Farming Connect Demonstration Network - Welsh Soil Project
The Welsh Government is committed to reaching net zero emissions by 2050 It is recognised that every sector, including agriculture, has a role to play in reducing the production of greenhouse gas emissions. However, farming systems also have the capability to sequester carbon from the atmosphere.
Soils may be carbon sinks or sources depending on a number of factors, such as land use, management practices, climate and soil type. Changes in soil carbon stock occurs gradually over several years, and accumulation over time will reach an equilibrium. Quantifying a common baseline in soil carbon stocks is a challenge due to this. Nevertheless, quantifying and understanding soil carbon stocks has gained significant interest within the agricultural sector in recent years.
Detailed measurement and monitoring of carbon content within soils provide useful figures for benchmarking by assessing soil carbon levels in the future. Also, to understand the importance of managing soils in a manner that will have a positive impact on soil health, microbial activity, nutrient supply and crop yield.

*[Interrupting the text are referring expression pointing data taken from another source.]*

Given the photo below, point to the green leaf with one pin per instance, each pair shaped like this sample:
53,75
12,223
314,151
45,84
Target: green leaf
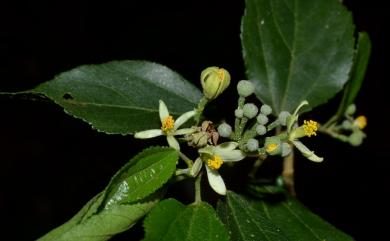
116,209
298,222
121,97
143,175
170,220
103,225
246,223
297,50
358,72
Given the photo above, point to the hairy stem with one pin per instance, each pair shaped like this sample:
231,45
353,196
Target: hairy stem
198,195
187,160
288,172
199,110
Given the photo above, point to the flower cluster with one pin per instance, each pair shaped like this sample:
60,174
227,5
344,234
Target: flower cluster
252,133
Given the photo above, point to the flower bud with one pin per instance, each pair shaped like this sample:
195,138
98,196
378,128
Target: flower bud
224,130
239,113
283,117
351,109
266,109
360,122
346,124
286,149
356,138
214,81
261,130
245,88
252,145
273,145
250,110
198,139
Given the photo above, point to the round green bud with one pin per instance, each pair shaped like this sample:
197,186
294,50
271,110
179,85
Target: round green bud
239,113
266,109
283,117
346,124
286,149
252,145
351,109
214,81
356,138
224,130
250,110
262,119
273,145
245,88
261,130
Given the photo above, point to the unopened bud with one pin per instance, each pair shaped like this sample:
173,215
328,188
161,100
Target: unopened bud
273,145
250,110
214,81
252,145
224,130
245,88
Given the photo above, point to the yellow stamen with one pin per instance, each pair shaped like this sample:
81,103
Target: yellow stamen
271,147
167,124
360,122
310,127
215,162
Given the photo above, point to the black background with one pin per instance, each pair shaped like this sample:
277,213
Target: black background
51,164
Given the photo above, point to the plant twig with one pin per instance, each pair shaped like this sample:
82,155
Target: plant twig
288,172
187,160
198,195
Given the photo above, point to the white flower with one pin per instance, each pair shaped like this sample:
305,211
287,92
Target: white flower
214,157
169,127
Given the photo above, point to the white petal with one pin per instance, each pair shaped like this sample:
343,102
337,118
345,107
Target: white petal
184,131
227,146
163,111
148,134
306,152
231,156
183,119
172,142
216,181
206,150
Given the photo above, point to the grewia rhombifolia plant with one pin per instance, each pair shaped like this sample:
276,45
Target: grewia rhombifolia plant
298,54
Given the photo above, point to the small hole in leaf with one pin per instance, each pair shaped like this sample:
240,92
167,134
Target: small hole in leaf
67,96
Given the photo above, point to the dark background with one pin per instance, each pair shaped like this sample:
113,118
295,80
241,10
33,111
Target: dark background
51,164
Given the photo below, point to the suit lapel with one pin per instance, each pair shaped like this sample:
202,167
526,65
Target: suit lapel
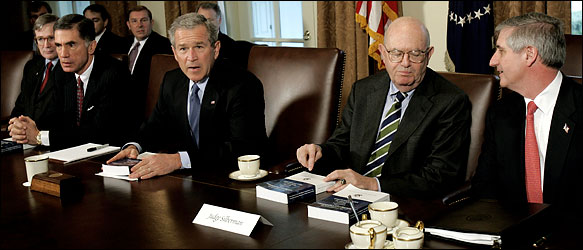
559,138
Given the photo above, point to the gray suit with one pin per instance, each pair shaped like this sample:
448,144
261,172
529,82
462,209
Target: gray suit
429,153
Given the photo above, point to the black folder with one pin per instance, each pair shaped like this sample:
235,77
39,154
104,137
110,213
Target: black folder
518,225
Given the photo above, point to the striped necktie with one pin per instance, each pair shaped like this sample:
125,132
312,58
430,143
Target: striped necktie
388,129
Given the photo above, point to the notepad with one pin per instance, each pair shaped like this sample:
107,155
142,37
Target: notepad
77,153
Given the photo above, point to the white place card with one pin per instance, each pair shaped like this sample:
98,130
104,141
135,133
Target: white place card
228,220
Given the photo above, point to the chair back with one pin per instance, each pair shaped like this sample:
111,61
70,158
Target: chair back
160,64
302,96
482,91
12,67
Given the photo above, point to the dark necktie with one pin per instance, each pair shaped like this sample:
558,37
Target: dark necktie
534,192
194,115
79,100
133,55
47,71
388,129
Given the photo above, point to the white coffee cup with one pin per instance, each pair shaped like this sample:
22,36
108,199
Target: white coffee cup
248,165
34,165
368,233
409,237
385,211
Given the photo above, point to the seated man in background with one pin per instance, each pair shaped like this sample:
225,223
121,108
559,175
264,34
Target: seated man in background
238,55
405,131
533,139
37,90
89,100
208,112
107,41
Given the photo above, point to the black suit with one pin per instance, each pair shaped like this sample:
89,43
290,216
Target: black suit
232,120
39,106
428,155
500,172
110,43
104,116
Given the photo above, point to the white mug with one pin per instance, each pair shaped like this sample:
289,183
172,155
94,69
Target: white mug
36,164
409,237
249,165
368,234
385,211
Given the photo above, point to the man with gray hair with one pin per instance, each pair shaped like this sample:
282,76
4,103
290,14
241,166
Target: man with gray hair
208,112
37,89
88,98
533,140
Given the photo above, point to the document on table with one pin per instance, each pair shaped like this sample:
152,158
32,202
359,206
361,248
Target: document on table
80,152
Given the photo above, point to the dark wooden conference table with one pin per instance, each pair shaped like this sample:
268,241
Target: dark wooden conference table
158,213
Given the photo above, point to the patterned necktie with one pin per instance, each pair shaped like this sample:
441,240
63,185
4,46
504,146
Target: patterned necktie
388,129
194,114
534,192
133,55
47,71
79,100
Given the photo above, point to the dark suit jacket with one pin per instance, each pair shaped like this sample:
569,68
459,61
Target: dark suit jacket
500,172
428,155
40,107
232,120
111,43
103,119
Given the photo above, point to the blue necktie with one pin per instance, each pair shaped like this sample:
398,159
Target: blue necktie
388,130
194,115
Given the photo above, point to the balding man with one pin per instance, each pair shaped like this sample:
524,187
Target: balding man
405,132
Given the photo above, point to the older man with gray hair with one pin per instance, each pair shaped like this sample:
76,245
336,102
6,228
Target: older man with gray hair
208,112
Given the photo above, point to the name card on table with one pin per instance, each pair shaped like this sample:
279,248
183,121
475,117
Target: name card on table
228,219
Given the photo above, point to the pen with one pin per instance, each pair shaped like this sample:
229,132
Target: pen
97,148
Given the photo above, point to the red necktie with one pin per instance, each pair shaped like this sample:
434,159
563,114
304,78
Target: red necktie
534,193
79,99
49,66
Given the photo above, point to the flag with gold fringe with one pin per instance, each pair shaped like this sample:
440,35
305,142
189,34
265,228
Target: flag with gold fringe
375,17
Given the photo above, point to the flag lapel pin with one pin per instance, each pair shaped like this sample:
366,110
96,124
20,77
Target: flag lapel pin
566,128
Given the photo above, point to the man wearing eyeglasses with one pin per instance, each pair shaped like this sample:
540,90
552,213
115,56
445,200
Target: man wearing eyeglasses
405,133
37,89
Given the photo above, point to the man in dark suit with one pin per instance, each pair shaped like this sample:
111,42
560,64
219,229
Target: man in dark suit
107,41
89,100
208,112
237,53
405,132
141,46
533,140
41,74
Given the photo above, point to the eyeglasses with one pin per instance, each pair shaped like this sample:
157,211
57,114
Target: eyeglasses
41,40
415,56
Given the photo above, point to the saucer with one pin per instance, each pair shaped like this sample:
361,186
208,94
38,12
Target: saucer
237,176
398,224
388,245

Farming Connects demonstration network consists of cross-sector demonstration sites (Figure 1) that vary in their farming systems, location, climate and soil type. The project will be replicated across all demonstration sites to provide a database from different farms.
Figure 1. Map showing participating farmers
The project objectives will be as follows:
- Carry out a soil carbon audit on a proportion of the farm’s fields (fields that vary in their soil type/properties and use/management)
- Assess soil microbial activity by burying cotton material and evaluating its decomposition over time
The project will determine the soil carbon stock of multiple fields from varying farming systems. In doing so, the aim is to provide an insight into carbon sequestration potential and current soil health as a result of differences in soil types and properties, as well as land use and management.
Each Farming Connect Technical Officer had identified five varying fields to be sampled for the project with the Farmer prior to sampling. The fields selected for sampling should fit into the following categories:
- Permanent pasture field (>7 years)
- Silage and/or hay field
- A field that was recently reseeded (1-7 years)
- Grazing only field
- Other – arable (if there is an arable field on the farm). If not, any other different field type selected at the farmer’s discretion (e.g. peatland, herbal ley, stock excluded)
Detailed information on soil type, properties and management history, including land use and nutrient inputs was recorded via a questionnaire completed by the Technical Officer with the Demonstration Farmer prior to sampling.
Soil samples (composite and bulk density) were taken from three zones within each field, See figure 2. This provides information on the spatial variability in soil carbon content across the field. The composite soil samples were analysed for Soil Organic Matter (SOM) content (%). The results were used to calculate Soil Organic Carbon (SOC) content (%), which is a component of SOM. The samples were also analysed for Total Carbon (C) (%) and Total Nitrogen (N) (%) content, from which the C:N ratio and Soil Inorganic Carbon (SIC) content % can be calculated. The bulk density cores were taken to provide information on soil compaction and to calculate total carbon stock (tonnes/ha).
At each sampling point three depths will be extracted, 0-10cm, 10cm-30cm, 30cm-50cm and were mixed together to provide a composite sample for each depth. In regards to the Bulk Density sample a stratified random sampling was implemented within each zone, represented by the yellow dot in figure 1, with samples being collected via a Bulk density ring at the three depths (Figure 3)
Figure 2. Each field split into three zone. Within each zone a soil samples are collected in a W format with the yellow dot representing the location of the bulk density sample.
Figure 3. Bulk Density sampling method.
Organic matter content
The mixed soil cores collected using the soil corer were sent directly to NRM Laboratories to be analysed for SOM content via the loss on ignition method.
The results, were used to estimate the SOC content (%) of each sample (which is a component of SOM).
Total Carbon and Total Nitrogen
The mixed soil cores were used to calculate the Total C and Total N content (%) of each sample by NRM Laboratories, which are expressed as C:N ratio. This analysis was undertaken via the Dumas combustion method.
Soil bulk density
The soil bulk density samples taken using the rings were analysed in-house, following this protocol:
Soil volume = BD ring volume (known)
- Weigh an ovenproof container in grams
- Remove the wet soil core from the sampling bag and weigh
- Dry the soil in a conventional oven at 105°C for 16 hours
- Re-weigh the dried core on the scales
- Grind the core in the pestle and mortar to break down the structure
- Sieve the sample (<2mm) to remove and weigh stones
- Deduct stones weight from the fresh weight and dry weight to give correct fresh weight and dry weight
- Dry soil weight (g) = fresh weight – dry weight
- Calculate bulk density (g/cm3) using the following equation = Dry soil weight (g) / Soil volume (cm3)
The BD results were used along with the SOC results to calculate the carbon stock (tonnes/hectare).